The results of several studies have indicated that people who eat food with a high vitamin E content have a lower risk of degenerative diseases, such as cardiovascular disease, cancer, and diabetes mellitus (6–9). However, clinical trials have yielded conflicting results of tocopherol treatment. In the Rotterdam study (10) no association was found between the α-tocopherol level and risk of myocardial infarction. Although in the Cambridge Heart Antioxidant Study (CHAOS) trial (11) patients randomly assigned to receive α-tocopherol supplementation showed a significant reduction in the risk of nonfatal myocardial infarction, there was no decrease in mortality from cardiovascular causes. Recently, two large studies together enrolling > 10,000 patients, the Heart Outcomes Prevention Evaluation (HOPE) study (12) and the Gruppo Italiano per lo Studio della Sopravvivenza nell'Infarto miocardico Prevention (GISSI) trial (13), failed to demonstrate any beneficial effect of α-tocopherol on mortality or cardiovascular events. This discrepancy between the observed effect of food with a high vitamin E content and the results of clinical trials of α-tocopherol supplementation may be explained by the fact that vitamin E in the food consists of a mixture of different tocopherols, mainly γ-, δ-, and α-tocopherols, whereas in the clinical studies mentioned, preparations containing α-tocopherol alone were used.

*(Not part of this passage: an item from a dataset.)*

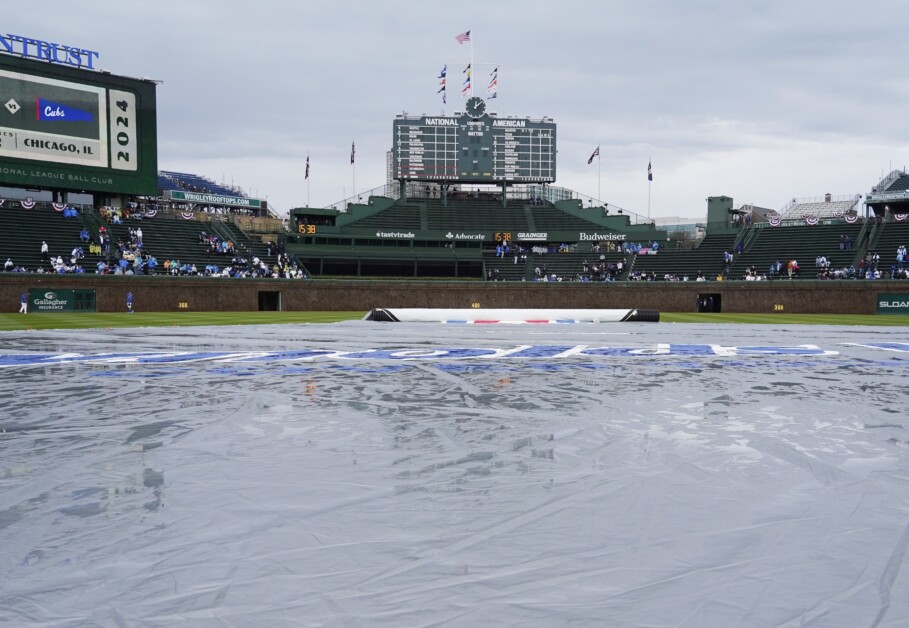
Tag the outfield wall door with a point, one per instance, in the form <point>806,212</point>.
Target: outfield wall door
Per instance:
<point>269,301</point>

Öhrvall et al. (14) found that only serum levels of γ-tocopherol, and not those of α-tocopherol, are reduced in patients with coronary heart disease. In line with these results, studies from our laboratory showed that a γ-tocopherol-rich preparation of mixed tocopherols was more effective in preventing lipid peroxidative damage than α-tocopherol alone (15).

Previous studies have demonstrated that peroxides play an important role in oxidative cell damage. Erythrocytes have been used extensively as a model for investigating oxidative damage. Hydrogen peroxide (H2O2) induces lipid peroxidation, causing erythrocyte damage (16). In the current study we therefore examined the effects of α-tocopherol alone and of a mixed tocopherol preparation in which the major component is γ-tocopherol on H2O2-induced injury in human erythrocytes.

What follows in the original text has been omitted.